I have consistently used the terms this way, across the projects
(Chandler, Cosmo, hosted service):
Alpha => intended for use inside OSAF, or "dogfood"
Beta => solid enough and with a coherent enough feature set that people
can use it outside of OSAF
As Heikki noted, the use of the term "Beta" is more consistent with a
"Google Beta". In more of a waterfall process "Beta" would imply that
the product is feature complete. We are explicitly choosing *not* to
follow such a waterfall process. One of our assumptions here is that we
want to get the product in front of users well *before* we are feature
complete, as we think we will learn a lot by having people try to use
it. The roadmap and feature set may change in unexpected ways once we
start getting feedback from real users outside of OSAF.
For the desktop, our main goal right now is to get to the point where
people outside of OSAF are using Chandler (Beta). We're currently
targeting March 2007. This does not imply that Chandler will be feature
complete for a 1.0 release in March. We hope to iterate and adjust the
feature set based on what we learn, and have set no target date yet for 1.0.
For Cosmo, the server will need to support the desktop in the same
timeframe, and we hope to have a limited set of UI features that are
solid and useful enough to be used by people outside of OSAF. This set
of features needs to go through an "Alpha" cycle and hit a "Beta" stage
in the same timeframe. (Ted and Priscilla are working on a realistic
plan for Cosmo given those constraints.)
Cosmo's roadmap will likely extend beyond this timeframe, so the
alpha/beta milestone naming scheme for the releases might not make as
much sense.
I'm open to different alternatives on the numbering schemes, but wanted
to set this context for making decisions about release management from here.
Cheers,
Katie
Priscilla Chung wrote:
On Aug 29, 2006, at 11:41 AM, Heikki Toivonen wrote:
What is Cosmo's milestone numbering scheme?
So far there has been a proposal on the Cosmo-dev list to call each
milestone 0.5M1, 0.5M2 etc. though nothing is set yet. Perhaps I was the
only one who was unfamiliar with the use of 'M's, but as Ted pointed
out, it is used in the Eclipse Foundation among other's. If it is widely
used in the development community then I'm fine with it.

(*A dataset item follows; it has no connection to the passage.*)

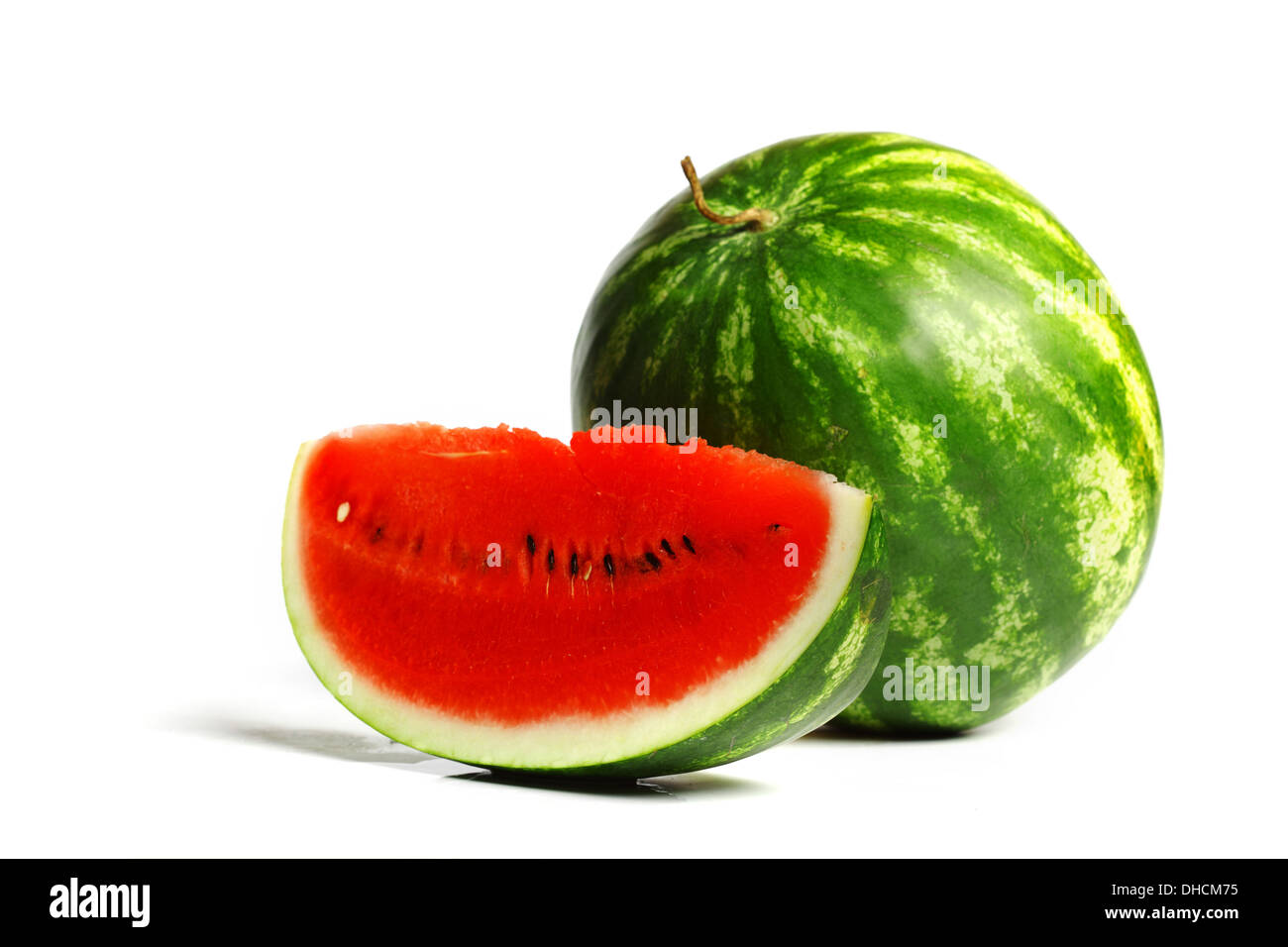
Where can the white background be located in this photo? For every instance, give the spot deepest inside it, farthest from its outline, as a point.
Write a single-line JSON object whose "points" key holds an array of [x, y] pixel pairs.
{"points": [[227, 228]]}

Next are the terms alpha and beta. Chandler uses alpha to mark a product
that is usable inside of OSAF. Beta is something we want the public to
give a try; think "Google Beta".
I believe Cosmo is using beta to mean feature complete; can you confirm?
No, I believe the term beta would mean people outside the OSAF
organization will be able to use Cosmo, but it is NOT feature complete.
Opposed to Alpha, which people inside the OSAF organization, everyone
would be encouraged to 'dog-food' Cosmo.
I believe we should unify what alpha and beta mean between the projects.